Irrespective of the Graphic Design tool you use, be sure that the standard Dots per Inch of 72 is not sufficient for printing, graphics at that many dots per inch are good for a pixel driven display like an LCD screen, but for printing on paper, much larger and denser images are needed. So before you start working on your artwork, be sure that the DPI is set to 300.

Bleed, Trim and Safety Lines

Print Size and some extra space all across the edges is important,. Create a graphic that is slightly larger than the intended output, in case of printed paper cups, the template to layout your artwork on is not a flat or square or a rectangular design area like shown here, but the bleeds are still very important there, it ensures that while forming the cup  no important part of your design is lost inside a fold or gets cut off.

Source: Adobe

Bleed: When your artwork is printed, it is printed on paper and then trimmed to fit the specific size, so if you need a business card of size 2 x 3.5″ and you design the exact size, at the printers tool, when they cut your stack of cards to size after printing them, your artwork might fall a millimeter short of filling the full size, thus leaving ugly white borders around the artwork.

Thus the practice is to plan a design size that is 1/8″ extra at all edges. Which means for the above business card, your document should be 2.25 x 3.75″ when you are designing the piece. This leaves some space for the printer to work with, without destroying your work.

Trim Lines: To keep yourself conscious about the bleed area, draw the trim-lines as reference in a layer. You’ll know this is where the document will be cut, so you won’t put important objects beyond this line.

Safety Lines: Additional 1/8″, this ensures that if its a book, a thick book, even then content doesn’t get hidden into the folds of the binding.

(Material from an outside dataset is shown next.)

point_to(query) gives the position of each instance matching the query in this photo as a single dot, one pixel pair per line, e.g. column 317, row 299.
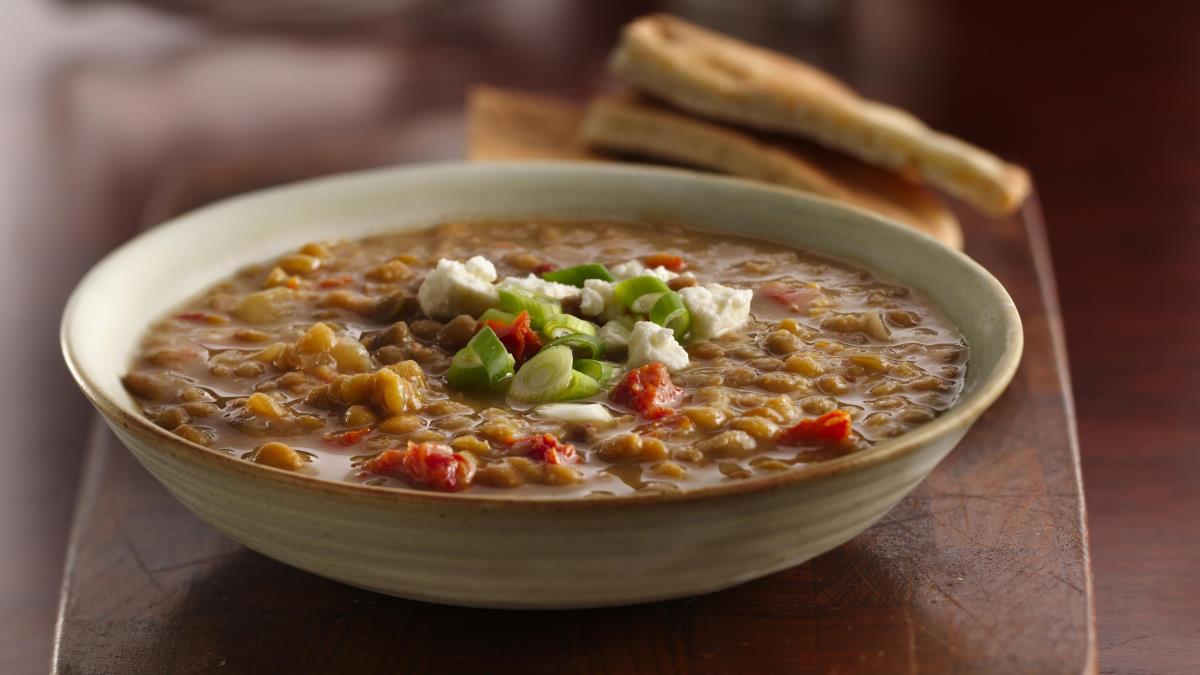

RGB, CMYK, 100K Black & Rich Black

Source: Wikipedia

CMYK: This is for those who mostly design for the web, and are comfortable in using RGB color schemes for all the vibrant designs you have been creating. Printers do not use Red,Green and Blue inks, they instead use Cyan, Magenta, Yellow and Black inks, and to be true, these colors do not always translate well from RGB. So do not forget to use a CMYK color pallete.
Special mention should be given to the color Black, if the black ink that the printers use, is used to print a large black area, for examplea black background, it looks gray, so for large areas use Rich Black, with the same proprtions of the colors are shown.

For texts below 36pt, borders and lines use the 100k Black, that is, as you can obviously see, only the black ink. For small texts and lines, using only the black ink is safer too.